今知っておきたい!ITインフラ・テクノロジー

データの多様化・大容量化に伴って、企業のデータ基盤へSoftware-Defined Storageを検討されるケースが徐々に増えています。
本コラムでは、Software-Defined Storageについて紹介するとともに、データ活用の基盤として、より賢く利用するポイントを紹介します。

1.多様性が求められるストレージとSoftware-Defined

昨今、仮想化技術やビッグデータの普及に伴い、データを保存するストレージに対する要望は、処理速度や拡張性、コスト面でのメリットなど、使用環境により重視される要件が多様化しています。

そこで、これまで専用のストレージシステムで実現してきたストレージ機能をソフトウェアで実装し、汎用IAサーバと組み合わせ、要件に合わせ柔軟にデータ基盤を提供できるSoftware-Defined Storageがでてきます。

汎用のIAサーバを使用しすることで、システムが使用するデータ量に準じてサーバ台数を調整することで容量の拡張や縮小ができます。また、処理能力の高いサーバを揃えて性能に特化したり、安価なサーバを大量に用意して大容量のストレージを構成したりすることも可能です。

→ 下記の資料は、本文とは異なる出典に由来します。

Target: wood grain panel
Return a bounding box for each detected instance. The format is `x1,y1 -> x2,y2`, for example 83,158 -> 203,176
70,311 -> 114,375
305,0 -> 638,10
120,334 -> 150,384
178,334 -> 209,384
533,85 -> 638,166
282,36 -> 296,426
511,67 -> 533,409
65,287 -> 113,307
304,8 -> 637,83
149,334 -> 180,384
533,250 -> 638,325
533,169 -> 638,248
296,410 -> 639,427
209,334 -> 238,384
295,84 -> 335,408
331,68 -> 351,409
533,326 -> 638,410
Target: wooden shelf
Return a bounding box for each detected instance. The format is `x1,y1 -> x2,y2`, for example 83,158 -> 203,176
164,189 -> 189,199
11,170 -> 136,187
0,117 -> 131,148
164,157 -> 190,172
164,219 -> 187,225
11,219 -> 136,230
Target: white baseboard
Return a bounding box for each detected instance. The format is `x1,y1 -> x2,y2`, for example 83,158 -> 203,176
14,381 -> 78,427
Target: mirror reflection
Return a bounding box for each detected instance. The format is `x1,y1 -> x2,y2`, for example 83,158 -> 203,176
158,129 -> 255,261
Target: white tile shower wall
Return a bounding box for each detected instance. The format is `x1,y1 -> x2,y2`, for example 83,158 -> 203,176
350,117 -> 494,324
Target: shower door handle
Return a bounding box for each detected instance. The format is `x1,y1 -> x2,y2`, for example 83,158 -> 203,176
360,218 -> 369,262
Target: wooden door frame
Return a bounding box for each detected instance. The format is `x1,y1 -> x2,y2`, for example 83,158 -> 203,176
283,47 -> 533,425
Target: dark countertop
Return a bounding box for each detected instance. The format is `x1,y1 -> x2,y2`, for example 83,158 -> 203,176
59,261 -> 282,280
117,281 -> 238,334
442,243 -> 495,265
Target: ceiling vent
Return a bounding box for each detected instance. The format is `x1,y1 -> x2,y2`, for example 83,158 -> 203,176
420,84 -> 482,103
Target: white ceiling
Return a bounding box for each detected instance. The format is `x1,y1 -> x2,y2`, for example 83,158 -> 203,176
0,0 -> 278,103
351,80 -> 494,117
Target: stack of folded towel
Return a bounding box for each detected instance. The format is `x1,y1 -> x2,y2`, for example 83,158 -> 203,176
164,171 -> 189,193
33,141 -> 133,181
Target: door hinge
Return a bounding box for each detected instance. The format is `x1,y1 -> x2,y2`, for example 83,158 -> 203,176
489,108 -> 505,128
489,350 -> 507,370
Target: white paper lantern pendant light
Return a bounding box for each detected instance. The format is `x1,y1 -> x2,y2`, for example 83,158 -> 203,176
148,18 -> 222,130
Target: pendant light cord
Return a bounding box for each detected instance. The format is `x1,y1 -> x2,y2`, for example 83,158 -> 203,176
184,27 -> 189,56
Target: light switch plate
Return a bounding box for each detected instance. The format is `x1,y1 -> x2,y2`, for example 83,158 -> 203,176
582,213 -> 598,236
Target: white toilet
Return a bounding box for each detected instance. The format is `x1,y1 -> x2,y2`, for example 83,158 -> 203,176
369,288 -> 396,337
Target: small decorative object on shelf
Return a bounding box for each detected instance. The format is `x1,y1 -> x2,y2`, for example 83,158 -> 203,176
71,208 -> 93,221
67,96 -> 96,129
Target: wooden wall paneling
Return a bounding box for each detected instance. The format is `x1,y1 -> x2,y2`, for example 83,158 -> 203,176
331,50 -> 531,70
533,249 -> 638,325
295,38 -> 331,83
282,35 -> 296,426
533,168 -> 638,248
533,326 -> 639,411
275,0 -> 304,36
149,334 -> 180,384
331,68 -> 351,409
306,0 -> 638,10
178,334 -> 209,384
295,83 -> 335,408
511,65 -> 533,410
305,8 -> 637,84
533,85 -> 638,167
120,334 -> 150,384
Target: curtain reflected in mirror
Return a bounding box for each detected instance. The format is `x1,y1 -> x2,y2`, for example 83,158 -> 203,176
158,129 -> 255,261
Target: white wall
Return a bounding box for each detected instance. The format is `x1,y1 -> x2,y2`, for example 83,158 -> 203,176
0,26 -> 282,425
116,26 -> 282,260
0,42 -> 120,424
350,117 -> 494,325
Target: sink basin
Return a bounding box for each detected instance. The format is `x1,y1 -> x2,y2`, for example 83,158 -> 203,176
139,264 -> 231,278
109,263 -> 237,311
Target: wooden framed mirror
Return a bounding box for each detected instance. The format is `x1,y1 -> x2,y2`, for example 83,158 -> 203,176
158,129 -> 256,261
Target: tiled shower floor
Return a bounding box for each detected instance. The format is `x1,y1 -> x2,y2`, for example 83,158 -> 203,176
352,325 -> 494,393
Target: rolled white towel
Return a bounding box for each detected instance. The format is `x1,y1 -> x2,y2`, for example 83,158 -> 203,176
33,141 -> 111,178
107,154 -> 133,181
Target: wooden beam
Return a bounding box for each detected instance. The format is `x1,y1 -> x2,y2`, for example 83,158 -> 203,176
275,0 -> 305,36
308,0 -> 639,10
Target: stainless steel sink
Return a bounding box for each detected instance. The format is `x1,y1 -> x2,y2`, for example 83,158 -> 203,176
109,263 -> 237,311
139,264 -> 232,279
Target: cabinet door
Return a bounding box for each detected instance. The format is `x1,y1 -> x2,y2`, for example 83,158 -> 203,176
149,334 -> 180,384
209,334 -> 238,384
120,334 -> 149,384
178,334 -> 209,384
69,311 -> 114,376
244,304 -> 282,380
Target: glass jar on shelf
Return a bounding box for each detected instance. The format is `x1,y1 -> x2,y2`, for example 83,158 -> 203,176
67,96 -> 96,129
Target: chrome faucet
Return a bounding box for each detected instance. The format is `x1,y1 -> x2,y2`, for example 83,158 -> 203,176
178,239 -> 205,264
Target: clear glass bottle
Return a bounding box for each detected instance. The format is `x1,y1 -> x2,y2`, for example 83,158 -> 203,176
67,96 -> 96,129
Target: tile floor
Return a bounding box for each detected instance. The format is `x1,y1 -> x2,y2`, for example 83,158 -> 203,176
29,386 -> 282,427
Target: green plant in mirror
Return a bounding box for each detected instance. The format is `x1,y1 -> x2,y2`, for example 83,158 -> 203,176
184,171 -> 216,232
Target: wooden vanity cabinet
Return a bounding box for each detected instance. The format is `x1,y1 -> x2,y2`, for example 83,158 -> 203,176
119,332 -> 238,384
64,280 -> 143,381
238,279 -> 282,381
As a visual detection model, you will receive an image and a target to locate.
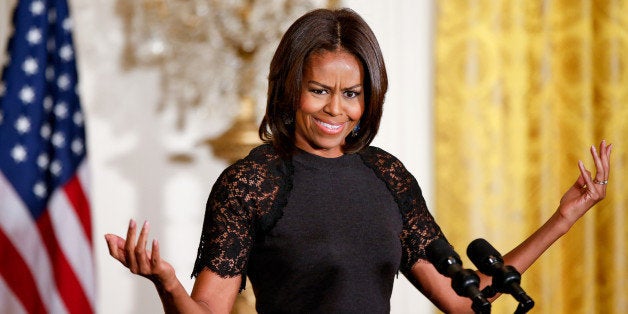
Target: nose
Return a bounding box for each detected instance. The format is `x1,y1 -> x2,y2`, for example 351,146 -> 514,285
323,94 -> 342,117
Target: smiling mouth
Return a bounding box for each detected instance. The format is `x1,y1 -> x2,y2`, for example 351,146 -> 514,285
314,119 -> 345,134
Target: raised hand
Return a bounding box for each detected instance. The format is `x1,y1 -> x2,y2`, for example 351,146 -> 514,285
558,140 -> 612,227
105,219 -> 178,286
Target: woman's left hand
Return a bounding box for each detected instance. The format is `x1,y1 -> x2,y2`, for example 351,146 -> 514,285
558,140 -> 612,228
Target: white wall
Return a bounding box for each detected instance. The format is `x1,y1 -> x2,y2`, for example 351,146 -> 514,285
0,0 -> 434,313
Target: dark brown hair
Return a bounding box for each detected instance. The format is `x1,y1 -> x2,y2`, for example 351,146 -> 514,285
258,9 -> 388,156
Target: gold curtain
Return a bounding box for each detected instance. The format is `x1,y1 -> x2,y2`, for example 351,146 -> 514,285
435,0 -> 628,313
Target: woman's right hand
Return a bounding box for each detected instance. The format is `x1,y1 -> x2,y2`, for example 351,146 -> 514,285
105,219 -> 178,288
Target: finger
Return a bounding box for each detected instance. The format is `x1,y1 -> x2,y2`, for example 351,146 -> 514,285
150,239 -> 161,268
135,221 -> 150,273
600,141 -> 612,180
124,219 -> 137,274
105,234 -> 126,266
591,143 -> 606,182
578,160 -> 593,189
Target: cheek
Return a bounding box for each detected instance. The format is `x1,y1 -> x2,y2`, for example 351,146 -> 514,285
347,101 -> 365,121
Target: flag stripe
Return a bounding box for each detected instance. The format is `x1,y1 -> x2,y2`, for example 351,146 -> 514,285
0,276 -> 27,314
37,210 -> 91,313
0,172 -> 67,313
0,229 -> 46,313
63,167 -> 92,243
0,0 -> 95,314
48,166 -> 95,306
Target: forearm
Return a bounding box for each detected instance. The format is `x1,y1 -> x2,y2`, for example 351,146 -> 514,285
504,211 -> 573,273
155,280 -> 213,313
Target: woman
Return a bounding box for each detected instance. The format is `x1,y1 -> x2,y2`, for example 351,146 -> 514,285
106,9 -> 611,313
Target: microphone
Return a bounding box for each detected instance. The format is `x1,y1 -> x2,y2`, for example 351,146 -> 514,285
467,239 -> 534,313
425,238 -> 491,313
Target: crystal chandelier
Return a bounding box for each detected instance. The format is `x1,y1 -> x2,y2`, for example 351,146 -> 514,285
117,0 -> 337,155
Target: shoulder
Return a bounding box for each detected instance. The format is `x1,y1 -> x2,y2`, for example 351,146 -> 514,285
211,144 -> 289,192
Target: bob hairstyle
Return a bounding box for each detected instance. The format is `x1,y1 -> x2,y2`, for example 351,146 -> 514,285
258,8 -> 388,157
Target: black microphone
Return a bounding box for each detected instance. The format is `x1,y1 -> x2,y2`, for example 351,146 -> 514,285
425,238 -> 491,313
467,239 -> 534,313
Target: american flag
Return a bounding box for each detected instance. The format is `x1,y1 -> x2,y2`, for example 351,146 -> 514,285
0,0 -> 95,313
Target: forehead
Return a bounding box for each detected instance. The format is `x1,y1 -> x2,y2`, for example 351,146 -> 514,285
303,49 -> 364,79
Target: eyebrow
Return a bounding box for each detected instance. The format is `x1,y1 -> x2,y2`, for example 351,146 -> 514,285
307,81 -> 362,90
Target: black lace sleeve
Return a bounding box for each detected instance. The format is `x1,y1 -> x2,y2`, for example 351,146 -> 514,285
192,145 -> 292,289
360,147 -> 444,274
192,163 -> 254,277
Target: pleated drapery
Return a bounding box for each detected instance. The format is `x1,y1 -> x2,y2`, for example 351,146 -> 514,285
434,0 -> 628,313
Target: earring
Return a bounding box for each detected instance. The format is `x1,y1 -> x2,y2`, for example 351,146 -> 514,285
351,122 -> 360,137
281,113 -> 294,125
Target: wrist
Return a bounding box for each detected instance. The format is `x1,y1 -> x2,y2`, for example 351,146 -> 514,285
548,209 -> 574,236
151,275 -> 180,293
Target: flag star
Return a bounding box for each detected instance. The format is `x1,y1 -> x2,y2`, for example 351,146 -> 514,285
26,27 -> 41,45
37,153 -> 50,170
46,37 -> 57,51
59,45 -> 74,62
46,66 -> 55,82
33,181 -> 48,198
15,116 -> 31,134
72,138 -> 84,155
30,0 -> 46,15
39,123 -> 52,140
61,17 -> 72,32
44,95 -> 52,112
51,132 -> 65,148
22,57 -> 39,75
50,160 -> 63,176
48,8 -> 57,24
19,85 -> 35,104
11,144 -> 27,163
55,101 -> 68,119
72,111 -> 84,126
57,74 -> 70,91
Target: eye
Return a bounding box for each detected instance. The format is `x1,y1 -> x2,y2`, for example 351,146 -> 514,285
310,88 -> 327,95
344,90 -> 360,98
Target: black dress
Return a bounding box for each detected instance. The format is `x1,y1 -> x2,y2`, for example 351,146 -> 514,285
194,145 -> 443,313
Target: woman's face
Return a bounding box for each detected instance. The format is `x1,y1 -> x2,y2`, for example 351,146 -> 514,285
295,50 -> 364,157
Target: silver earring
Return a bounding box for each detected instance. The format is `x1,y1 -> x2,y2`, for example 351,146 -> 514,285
351,122 -> 360,137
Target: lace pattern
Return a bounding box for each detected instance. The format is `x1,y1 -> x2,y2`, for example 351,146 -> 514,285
192,145 -> 443,289
359,147 -> 444,274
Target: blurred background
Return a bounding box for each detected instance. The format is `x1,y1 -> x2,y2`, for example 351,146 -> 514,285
0,0 -> 628,313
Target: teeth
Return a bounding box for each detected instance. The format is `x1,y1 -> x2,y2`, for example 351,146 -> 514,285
318,121 -> 340,130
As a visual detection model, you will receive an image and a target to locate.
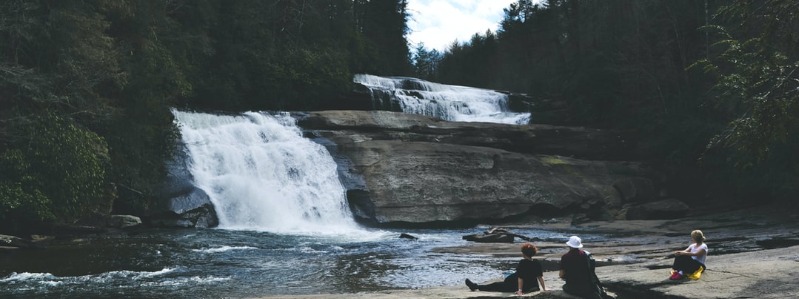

2.Software-Defined Storageで覚えておくべき基本技術

Software-Defined Storageと一言で言っても様々な形態がありますが、今回はデータプレーン領域について説明します。使用するソフトウェアによってアーキテクチャは様々ですが、基本的にはストレージを構成するシステム全体で、データの分散と複製を行い、性能、可用性、信頼性などを向上させます。

2.1.データはオブジェクト

SDSでは、データをオブジェクトとして管理することが一般的です。
従来のファイルシステム管理では、ファイルとしてディレクトリ内で構造的に管理されていましたが、データにユニークなIDを割り当て、オブジェクトIDを元にフラットに管理されます。

2.2.データの分散と複製を構成する代表的なアーキテクチャ

Distribute/Replication

Distribute/Replication

Distributeでは、オブジェクトをアルゴリズムに従って、物理的に異なるノードへ格納。オブジェクト自体は 分割しない。Replicationでは、オブジェクトをコピーし、ノード間で複製を保持。これらの組み合わせでスケールアウトと可用性を実現。

Erasue Coding

Erasue Coding

オジェクトをアルゴリズムに従って、分割して消失訂正符号を付加し、物理的に異なるノードに分散して格納。分割したデータの一部が消えても消失訂正符号を元にオブジェクトのリカバリが可能。

これらの技術を用いて、複数のサーバとサーバに搭載されている複数のディスクを使用して、一つの大きなボリュームを提供するのがデータプレーンとしてのSDSの機能です。

これまで、ソフトウェアベースのストレージは、性能や信頼性の面からアーカイブやコンテンツ配信など、一部の使用に限られていました。しかし、ソフトウェアの改良などによって適用領域が広がりつつあります。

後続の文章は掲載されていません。